众人待在房间里,各自休整,气氛沉凝。
不知过了多久,窗外隐约传来的宴会喧嚣声终于渐渐淡去。
宋袅袅原本紧张地坐在床边,但长时间的等待和之前的行动让她终究抵不住困意,小脑袋开始一点一点地打着瞌睡。
她以为房间里安安静静,其他人大概也都在休息,便睡得更加肆无忌惮起来,呼吸变得均匀绵长,浓密的睫毛像两把小扇子覆在眼睑上,毫无防备的睡颜带着一种纯真的诱惑。
然而,房间里其实并非她所想的那般。
几道视线,或隐晦或直接,都默契地落在她身上。
连闭着眼睛养神的周一木,似乎也能透过眼皮感知到那几个扰人的存在。
“啪嗒。”
一声锁芯转动声打破了寂静。
门被推开,带他们进来的那个高傲男仆去而复返,他面无表情地扫过屋内众人,声音冷淡:“各位,伯爵要见你们。”
突如其来的声响和话语将宋袅袅从浅眠中惊醒。
她“唔”了一声,迷迷糊糊地抬起头,眼神还带着刚睡醒的茫然和水汽。
她还没完全清醒,尹姝已经迅速拉起她的胳膊,低声道:“快走,袅袅。
宋袅袅被半拉半拽地跟着队伍往外走,脚步还有些虚浮。
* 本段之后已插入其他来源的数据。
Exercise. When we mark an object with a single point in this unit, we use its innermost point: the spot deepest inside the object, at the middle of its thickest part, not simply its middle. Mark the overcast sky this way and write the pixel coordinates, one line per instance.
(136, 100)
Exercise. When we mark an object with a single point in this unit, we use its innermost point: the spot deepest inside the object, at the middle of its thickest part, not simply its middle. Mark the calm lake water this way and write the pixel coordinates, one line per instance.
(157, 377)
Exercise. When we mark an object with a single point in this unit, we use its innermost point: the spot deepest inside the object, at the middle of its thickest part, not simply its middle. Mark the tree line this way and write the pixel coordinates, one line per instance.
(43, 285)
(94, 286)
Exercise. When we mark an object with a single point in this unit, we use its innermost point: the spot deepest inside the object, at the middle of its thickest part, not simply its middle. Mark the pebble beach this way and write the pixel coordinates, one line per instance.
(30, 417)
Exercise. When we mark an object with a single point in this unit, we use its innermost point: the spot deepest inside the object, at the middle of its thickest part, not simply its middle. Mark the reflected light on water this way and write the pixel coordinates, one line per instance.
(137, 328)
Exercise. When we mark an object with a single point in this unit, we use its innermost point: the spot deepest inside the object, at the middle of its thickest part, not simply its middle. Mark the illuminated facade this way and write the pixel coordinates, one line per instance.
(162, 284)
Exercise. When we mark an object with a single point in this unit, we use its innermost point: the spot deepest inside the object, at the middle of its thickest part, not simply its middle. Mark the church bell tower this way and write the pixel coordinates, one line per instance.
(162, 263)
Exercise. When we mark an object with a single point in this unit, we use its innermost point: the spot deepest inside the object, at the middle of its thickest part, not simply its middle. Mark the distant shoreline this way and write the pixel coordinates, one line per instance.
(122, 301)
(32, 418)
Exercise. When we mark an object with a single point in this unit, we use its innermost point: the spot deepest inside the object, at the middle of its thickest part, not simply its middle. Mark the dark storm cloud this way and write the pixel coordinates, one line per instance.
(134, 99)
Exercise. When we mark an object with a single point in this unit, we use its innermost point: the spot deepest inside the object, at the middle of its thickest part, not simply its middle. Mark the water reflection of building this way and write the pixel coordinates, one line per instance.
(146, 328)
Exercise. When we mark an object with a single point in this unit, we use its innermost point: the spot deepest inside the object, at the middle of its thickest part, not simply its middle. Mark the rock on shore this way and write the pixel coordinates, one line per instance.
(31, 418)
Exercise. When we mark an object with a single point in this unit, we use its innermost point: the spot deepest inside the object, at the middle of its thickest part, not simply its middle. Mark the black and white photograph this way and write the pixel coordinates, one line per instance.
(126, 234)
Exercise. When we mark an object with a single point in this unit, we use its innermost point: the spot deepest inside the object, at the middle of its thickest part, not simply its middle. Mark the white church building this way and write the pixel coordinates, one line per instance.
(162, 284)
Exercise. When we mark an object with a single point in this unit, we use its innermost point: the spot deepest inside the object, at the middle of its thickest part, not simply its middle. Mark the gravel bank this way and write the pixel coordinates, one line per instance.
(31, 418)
经过周一木轮椅旁边时,她那被紧身制服勾勒出的纤细腰肢,几乎是从周一木低垂的视线前晃过。
周一木苍白的手指猛地攥紧了轮椅扶手,下唇被牙齿狠狠咬住,留下一个清晰的印痕。
男仆步履极快,显然没有顾及他们的意思,带着他们在一道道盘旋上升的石阶和错综复杂的廊道中穿行。
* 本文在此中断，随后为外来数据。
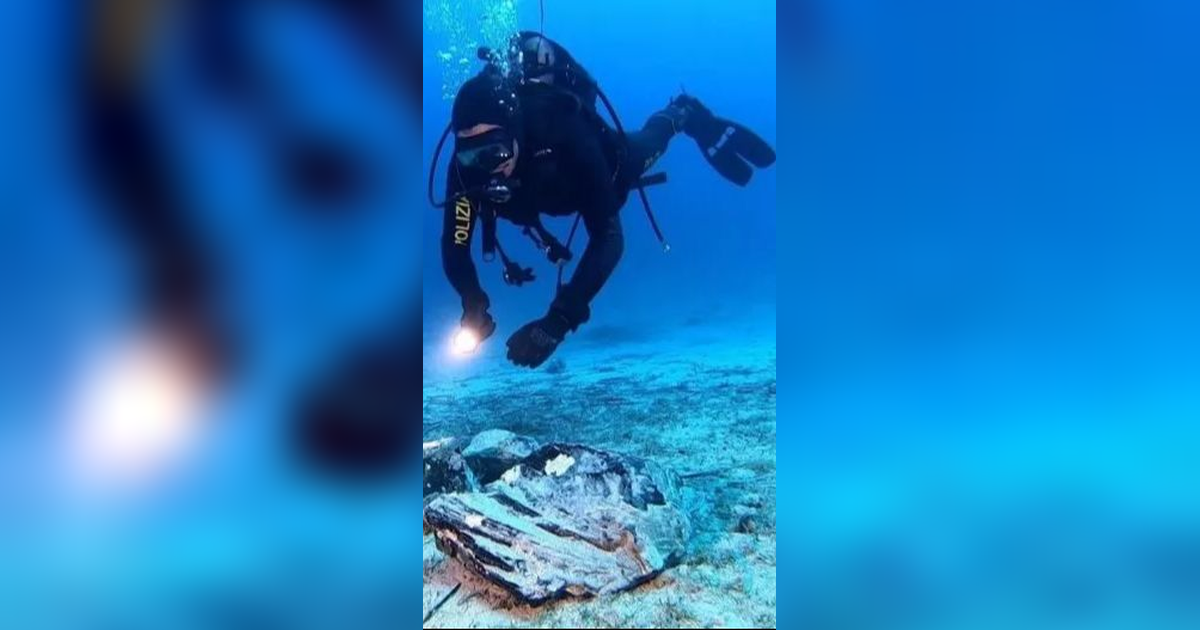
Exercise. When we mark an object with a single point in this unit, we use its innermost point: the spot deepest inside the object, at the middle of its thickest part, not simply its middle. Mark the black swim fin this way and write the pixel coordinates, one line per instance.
(729, 147)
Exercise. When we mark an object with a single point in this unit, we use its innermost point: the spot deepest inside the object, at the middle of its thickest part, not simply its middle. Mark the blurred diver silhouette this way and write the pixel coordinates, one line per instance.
(178, 286)
(529, 142)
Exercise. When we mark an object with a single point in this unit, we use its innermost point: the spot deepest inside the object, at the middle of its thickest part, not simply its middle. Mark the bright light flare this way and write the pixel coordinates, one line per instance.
(136, 414)
(465, 342)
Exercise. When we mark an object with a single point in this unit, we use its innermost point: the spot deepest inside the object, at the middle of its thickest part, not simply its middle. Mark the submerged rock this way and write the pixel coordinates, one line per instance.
(565, 520)
(492, 453)
(445, 469)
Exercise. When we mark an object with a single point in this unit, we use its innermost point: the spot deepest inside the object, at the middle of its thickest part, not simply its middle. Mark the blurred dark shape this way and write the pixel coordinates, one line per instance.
(358, 421)
(360, 417)
(323, 172)
(142, 199)
(319, 172)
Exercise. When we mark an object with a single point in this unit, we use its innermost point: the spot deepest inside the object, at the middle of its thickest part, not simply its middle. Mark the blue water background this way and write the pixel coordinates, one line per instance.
(991, 327)
(723, 239)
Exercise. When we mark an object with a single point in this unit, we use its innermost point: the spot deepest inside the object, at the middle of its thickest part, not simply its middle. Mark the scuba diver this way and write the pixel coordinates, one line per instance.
(528, 141)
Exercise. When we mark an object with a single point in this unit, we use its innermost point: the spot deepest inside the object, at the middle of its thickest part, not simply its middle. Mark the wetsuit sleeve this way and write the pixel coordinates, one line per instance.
(600, 209)
(457, 232)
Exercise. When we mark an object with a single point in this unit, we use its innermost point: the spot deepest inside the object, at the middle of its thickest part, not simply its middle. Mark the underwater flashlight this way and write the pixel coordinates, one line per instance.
(465, 341)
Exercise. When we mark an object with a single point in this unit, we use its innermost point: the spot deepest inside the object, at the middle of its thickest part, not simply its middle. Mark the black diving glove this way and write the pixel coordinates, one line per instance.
(479, 321)
(531, 346)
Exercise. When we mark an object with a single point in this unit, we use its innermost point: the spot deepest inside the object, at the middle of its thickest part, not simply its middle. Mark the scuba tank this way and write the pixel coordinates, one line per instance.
(535, 59)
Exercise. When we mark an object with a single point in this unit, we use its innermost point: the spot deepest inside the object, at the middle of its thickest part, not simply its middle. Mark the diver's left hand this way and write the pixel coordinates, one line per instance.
(535, 341)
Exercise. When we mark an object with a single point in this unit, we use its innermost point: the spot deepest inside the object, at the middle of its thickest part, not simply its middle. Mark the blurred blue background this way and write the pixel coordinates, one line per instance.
(990, 349)
(228, 527)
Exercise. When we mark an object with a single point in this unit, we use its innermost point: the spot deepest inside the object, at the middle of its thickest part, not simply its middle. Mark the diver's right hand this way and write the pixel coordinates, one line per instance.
(480, 322)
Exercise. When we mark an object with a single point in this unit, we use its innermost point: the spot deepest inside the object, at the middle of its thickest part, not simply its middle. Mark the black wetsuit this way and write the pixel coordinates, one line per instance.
(569, 161)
古堡内部远比从外面看起来更加庞大幽深。宋袅袅本来体力就不算好,加上刚睡醒,没走多久就开始气喘吁吁,脚步越来越沉。
“尹姝姐慢、慢一点求你了,慢一点”宋袅袅实在是走不动了,带着哭腔小声哀求,声音又软又可怜。
这声音格外清晰,前方的刘儒林听到,脚步未停,却发出一声极低的咒骂:“勾引谁呢?”
高伟下意识就想上前帮忙,可周一木的轮椅在这狭窄的楼梯上更需要他,顿时被钉在原地,脸上闪过挣扎。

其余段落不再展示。